AI code judgement
AI Coding Evaluation and PR Handoff
Photon101 compares agent-written patches against the evidence a maintainer or buyer actually needs: acceptance coverage, test results, scope control, review risk, verification commands, and handoff quality.
- Inputs. Candidate patches, model transcripts, CI logs, PR review threads, acceptance criteria, repo instructions, and verification commands.
- Output. A scored recommendation with concrete evidence, failure modes, residual risk, and maintainer-ready handoff text.
- Best fit. Agent-output comparisons, PR rescue decisions, hiring screens, and teams choosing which generated patch to trust.
Sample Scorecard
Example task: compare two AI patches for a flaky invoice-export CI failure.

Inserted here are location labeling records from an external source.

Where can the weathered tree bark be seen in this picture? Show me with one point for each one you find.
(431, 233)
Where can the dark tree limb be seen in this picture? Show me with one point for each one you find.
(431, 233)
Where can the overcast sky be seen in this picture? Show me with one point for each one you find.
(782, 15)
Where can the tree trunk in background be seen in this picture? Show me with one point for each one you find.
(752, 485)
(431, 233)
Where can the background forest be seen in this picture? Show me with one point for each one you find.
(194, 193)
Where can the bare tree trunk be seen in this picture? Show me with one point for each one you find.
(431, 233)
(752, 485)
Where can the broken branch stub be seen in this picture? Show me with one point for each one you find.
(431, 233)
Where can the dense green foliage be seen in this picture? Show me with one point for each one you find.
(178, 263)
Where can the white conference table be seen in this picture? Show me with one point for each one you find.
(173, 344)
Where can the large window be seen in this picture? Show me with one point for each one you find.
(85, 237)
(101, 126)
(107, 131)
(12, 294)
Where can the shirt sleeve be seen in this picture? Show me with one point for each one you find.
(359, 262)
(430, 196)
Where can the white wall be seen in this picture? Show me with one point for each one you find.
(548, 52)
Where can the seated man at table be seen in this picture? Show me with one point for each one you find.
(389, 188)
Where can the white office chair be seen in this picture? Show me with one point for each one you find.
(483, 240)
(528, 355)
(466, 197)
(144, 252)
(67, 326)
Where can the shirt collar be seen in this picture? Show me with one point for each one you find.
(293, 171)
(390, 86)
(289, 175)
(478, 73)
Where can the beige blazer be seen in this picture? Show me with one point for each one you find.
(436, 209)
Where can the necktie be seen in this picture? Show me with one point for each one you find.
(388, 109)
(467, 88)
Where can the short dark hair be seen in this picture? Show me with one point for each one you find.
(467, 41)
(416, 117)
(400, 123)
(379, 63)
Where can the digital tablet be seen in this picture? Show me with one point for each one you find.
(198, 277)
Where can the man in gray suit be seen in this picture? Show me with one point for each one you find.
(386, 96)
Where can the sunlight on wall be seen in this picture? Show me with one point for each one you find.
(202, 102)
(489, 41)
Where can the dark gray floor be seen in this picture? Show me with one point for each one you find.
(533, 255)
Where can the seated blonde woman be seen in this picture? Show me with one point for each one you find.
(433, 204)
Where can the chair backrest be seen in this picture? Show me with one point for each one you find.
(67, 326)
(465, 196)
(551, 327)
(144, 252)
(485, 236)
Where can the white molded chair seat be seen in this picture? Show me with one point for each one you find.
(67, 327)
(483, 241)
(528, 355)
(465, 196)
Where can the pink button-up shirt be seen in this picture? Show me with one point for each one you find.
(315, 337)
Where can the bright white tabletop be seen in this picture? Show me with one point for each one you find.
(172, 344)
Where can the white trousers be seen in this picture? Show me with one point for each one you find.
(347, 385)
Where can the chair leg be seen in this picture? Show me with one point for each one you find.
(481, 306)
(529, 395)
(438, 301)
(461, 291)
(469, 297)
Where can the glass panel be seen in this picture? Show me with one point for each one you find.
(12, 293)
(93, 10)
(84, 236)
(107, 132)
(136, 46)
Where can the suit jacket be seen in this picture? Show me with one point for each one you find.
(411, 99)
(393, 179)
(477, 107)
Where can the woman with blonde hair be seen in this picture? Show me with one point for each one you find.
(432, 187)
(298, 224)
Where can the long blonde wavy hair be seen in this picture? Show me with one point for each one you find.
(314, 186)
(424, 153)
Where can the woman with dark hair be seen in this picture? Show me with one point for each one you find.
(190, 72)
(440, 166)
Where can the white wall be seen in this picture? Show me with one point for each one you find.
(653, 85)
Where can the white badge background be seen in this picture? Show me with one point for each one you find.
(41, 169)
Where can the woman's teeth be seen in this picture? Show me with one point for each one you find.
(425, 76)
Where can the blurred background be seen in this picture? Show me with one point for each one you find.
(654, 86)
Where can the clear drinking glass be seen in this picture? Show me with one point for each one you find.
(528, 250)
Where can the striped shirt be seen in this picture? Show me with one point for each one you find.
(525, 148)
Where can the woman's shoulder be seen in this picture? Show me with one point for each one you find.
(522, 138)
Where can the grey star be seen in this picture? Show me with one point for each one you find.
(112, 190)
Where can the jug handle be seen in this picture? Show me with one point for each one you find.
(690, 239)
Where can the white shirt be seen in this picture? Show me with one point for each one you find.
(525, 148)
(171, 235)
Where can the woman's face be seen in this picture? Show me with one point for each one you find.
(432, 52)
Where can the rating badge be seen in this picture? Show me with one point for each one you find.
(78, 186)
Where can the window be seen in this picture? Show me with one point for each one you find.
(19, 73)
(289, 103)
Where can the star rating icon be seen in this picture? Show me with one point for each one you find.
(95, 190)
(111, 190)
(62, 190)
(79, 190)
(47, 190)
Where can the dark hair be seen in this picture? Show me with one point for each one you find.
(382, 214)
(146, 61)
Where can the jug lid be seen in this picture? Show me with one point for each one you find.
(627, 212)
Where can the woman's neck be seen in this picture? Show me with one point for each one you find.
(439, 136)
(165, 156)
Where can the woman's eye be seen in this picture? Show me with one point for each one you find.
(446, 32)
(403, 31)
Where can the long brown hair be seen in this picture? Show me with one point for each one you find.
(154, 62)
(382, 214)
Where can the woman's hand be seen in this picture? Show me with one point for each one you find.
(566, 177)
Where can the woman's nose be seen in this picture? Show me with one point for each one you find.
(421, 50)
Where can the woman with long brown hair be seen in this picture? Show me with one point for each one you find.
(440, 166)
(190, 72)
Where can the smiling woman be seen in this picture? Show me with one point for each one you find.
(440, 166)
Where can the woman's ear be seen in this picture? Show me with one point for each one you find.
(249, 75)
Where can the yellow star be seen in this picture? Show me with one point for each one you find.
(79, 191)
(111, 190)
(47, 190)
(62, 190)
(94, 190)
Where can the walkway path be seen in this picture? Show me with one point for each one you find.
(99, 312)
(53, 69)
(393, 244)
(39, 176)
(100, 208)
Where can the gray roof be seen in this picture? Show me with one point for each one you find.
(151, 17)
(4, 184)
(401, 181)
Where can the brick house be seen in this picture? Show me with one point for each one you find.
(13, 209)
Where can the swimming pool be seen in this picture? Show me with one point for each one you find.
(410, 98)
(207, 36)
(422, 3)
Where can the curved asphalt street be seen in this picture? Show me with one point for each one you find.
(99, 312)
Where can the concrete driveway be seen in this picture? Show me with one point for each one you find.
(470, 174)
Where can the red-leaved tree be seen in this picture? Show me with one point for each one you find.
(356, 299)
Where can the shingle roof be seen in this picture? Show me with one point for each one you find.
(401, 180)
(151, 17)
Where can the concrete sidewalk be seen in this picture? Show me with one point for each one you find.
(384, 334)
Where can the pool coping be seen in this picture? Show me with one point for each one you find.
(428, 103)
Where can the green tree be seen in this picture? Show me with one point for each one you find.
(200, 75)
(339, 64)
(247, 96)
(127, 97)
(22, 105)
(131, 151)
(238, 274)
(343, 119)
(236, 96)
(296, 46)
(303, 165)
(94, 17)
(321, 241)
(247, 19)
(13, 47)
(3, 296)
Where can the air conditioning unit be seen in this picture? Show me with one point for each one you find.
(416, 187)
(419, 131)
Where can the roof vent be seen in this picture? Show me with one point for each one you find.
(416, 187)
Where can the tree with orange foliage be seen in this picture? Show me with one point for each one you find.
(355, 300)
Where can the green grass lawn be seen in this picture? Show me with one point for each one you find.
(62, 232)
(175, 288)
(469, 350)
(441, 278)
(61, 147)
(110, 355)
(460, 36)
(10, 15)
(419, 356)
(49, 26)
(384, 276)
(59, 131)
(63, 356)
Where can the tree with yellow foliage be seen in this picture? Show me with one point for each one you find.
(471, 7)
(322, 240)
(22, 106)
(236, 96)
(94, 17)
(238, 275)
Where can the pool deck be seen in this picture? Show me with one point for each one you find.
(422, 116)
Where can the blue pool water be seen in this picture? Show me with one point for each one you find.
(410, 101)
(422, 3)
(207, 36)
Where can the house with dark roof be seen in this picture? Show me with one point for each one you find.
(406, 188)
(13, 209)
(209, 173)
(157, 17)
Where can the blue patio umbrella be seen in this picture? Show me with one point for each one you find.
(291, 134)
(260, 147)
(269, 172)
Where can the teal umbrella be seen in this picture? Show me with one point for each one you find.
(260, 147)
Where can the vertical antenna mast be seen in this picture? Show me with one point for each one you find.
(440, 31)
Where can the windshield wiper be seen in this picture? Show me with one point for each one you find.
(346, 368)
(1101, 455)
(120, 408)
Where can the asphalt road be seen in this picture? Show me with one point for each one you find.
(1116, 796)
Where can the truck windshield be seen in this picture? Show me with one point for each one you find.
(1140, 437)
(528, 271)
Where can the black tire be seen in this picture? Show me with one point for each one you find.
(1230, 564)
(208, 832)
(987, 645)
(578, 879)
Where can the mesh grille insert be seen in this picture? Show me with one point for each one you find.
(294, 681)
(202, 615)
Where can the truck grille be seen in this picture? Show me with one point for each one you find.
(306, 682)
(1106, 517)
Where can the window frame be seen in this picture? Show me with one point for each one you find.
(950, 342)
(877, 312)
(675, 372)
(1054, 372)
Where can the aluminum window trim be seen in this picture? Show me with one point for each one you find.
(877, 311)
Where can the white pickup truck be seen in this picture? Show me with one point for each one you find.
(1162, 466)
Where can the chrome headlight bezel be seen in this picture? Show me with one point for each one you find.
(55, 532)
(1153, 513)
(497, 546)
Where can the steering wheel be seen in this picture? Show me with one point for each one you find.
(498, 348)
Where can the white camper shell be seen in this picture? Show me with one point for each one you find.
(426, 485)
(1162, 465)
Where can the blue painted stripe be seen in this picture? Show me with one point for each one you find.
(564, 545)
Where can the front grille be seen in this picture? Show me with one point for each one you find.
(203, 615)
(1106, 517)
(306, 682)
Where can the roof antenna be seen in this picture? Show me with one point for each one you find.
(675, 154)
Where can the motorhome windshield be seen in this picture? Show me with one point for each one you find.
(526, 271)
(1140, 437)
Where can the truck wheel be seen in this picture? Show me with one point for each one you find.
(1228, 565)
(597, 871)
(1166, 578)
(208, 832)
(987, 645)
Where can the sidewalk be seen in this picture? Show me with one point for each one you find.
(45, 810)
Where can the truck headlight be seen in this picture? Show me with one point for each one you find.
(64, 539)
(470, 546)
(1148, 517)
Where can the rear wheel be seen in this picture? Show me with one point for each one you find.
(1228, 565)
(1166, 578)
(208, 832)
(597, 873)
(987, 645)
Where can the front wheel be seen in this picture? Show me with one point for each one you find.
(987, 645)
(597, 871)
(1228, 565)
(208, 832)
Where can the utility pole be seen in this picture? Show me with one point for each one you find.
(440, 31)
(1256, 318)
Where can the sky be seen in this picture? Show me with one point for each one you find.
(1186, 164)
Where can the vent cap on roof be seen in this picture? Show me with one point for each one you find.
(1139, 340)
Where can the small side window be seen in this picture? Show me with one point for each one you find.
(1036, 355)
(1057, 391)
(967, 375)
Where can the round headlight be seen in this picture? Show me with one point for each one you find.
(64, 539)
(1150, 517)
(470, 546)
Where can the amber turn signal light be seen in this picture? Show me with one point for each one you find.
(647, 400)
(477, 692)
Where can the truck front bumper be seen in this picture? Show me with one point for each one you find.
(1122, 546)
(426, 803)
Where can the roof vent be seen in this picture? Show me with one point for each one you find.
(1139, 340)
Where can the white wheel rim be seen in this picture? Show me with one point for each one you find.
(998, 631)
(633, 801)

| Candidate | Evidence | Risk | Decision |
|---|---|---|---|
| Candidate A | Focused test passed, but full-suite evidence is missing and the handoff is thin. | Timezone regression risk is not called out; the reviewer has to infer next checks. | Do not merge yet. |
| Candidate B | Focused test, full suite, timezone-specific verification, and clean diff scope. | Residual risk is explicit and bounded to date parsing edge cases. | Recommended. |
Deliverables
- Winner recommendation with why it is safer than the alternatives.
- Acceptance-criteria coverage mapped to concrete evidence.
- CI, test, lint, and typecheck summary with missing verification called out.
- Scope-control and risk review, including broad rewrites and unrelated churn.
- Maintainer-ready handoff notes that can be pasted into a PR or client update.
Proof
The public starter repo includes a dependency-free Node CLI, sample fixture, JSON and Markdown output, and secret redaction for common token patterns. Run it with npm test, npm run demo, or node bin/code-eval.mjs fixtures/sample-evaluation.json --format markdown.